The subject of “autonomous driving” is currently difficult to ignore. When it comes to private vehicles, Tesla is often mentioned with its “autopilot” – although, strictly speaking, this is not actually autonomous driving. According to the ÖAMTC, autonomous driving is divided into five levels: assisted, partially automated, highly automated, fully automated and autonomous. Tesla’s driver assistant falls into the second stage, as the driver has to control the vehicle at all times and keep an eye on the traffic.
One of the functions that has recently been intensively developed is the “hands-off” function, which should enable the driver to automate some driving commands, even if his hands are not on the steering wheel during execution. For example, the vehicle should be able to stay in lane or change lanes without the driver touching the wheel.

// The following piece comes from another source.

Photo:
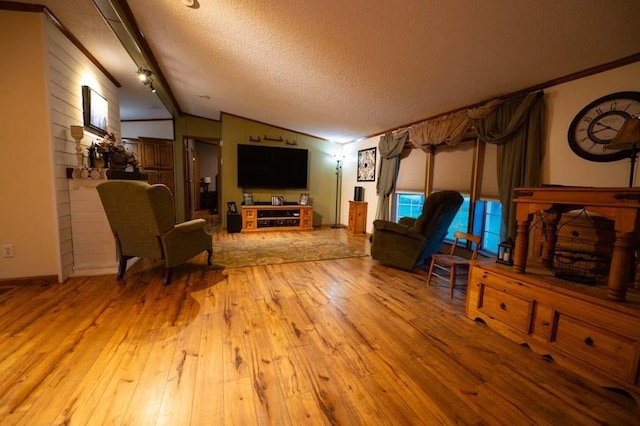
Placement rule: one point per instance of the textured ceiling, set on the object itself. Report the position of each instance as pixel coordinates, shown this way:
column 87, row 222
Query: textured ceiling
column 346, row 69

With the help of the traffic jam pilot, the vehicle can also take control of acceleration, braking and steering and at the same time monitor the environment, as Honda reports.
The “Autobahn autopilot”, as the assistants examined in the research project are called, will be used in level four, for example, which enables the driver to completely relinquish the control of the vehicle and take on the role of a passenger. Operation on certain routes without passengers is also possible. Compared to Tesla’s autopilot, passengers are also not liable for traffic violations or damage. With this, Honda’s technology could, for example, recognize whether a construction site is starting on a section of the motorway and react accordingly without the driver having to intervene, as can be read on the website.
The technology is intended to support the Japanese company in increasing the safety of its fleet and eliminating human errors. By 2050, Honda aims to reduce the number of road deaths in the Group’s vehicles to zero. Time will tell whether the Japanese automaker will succeed in this and whether Tesla may also expand its driver assistants.